Replacing Multi-Step Assembly of Data Preparation Pipelines with One-Step LLM Pipeline Generation for Table QA
python=3.12.4 torch=2.4.0 peft=0.15.2 vllm=0.6.2 tqdm=4.66.5 rapidfuzz=3.13.0 scikit-learn openai=1.78.1 datetime jsonlines
./experiments/final_text.sh
python src/pipeline_op_qa.py \
--file_name 'tabfact-test-clean' \
--task_type 'TabFact' \
--model_path '{"base_url": "http://10.10.10.8:8880/v1", "model": "~/pretrain/Qwen2.5-7B-Instruct", "tokenizer": "~/pretrain/Qwen2.5-7B-Instruct"}' \
--save_dir 'experiments/baseline-7B/' \
--num_workers 8 \
- file_name: the name of json file in './data', schema is ['id', 'table_path', 'table_caption'(for TabFact), 'query']
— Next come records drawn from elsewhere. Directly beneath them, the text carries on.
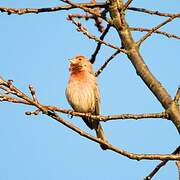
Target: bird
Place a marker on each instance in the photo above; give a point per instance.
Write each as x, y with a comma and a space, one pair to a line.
83, 95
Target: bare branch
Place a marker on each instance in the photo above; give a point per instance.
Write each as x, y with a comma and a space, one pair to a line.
156, 28
178, 167
97, 14
169, 35
152, 12
159, 166
177, 96
106, 63
93, 56
126, 5
45, 110
90, 36
21, 11
33, 92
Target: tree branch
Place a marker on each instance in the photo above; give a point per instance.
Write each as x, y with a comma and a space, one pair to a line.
106, 63
109, 146
169, 35
151, 12
159, 166
118, 18
82, 29
156, 28
20, 11
93, 56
- task_type: WikiTQ or TabFact
- model_path: local vllm server or online api service
src/
pipeline_op_qa.py Main inference code.
operator_call.py Operator prompt.
operators_merge.py Operation merge.
utils/
model_infer.py OpenAI-compatible/vLLM client.
table_serialize.py CSV reader with header dedup; markdown table serializer; dicts_to_list.
postprocess.py Answer extraction from LLM outputs;
tableqa.py Prompt templates.
add_column.py Operator add_column.
select_columns.py Operator select_column.
sort_table.py Operator sort_by.
group_by.py Operator group_by.
column_filter.py Operator filter.
clean_column.py Operator clean_column.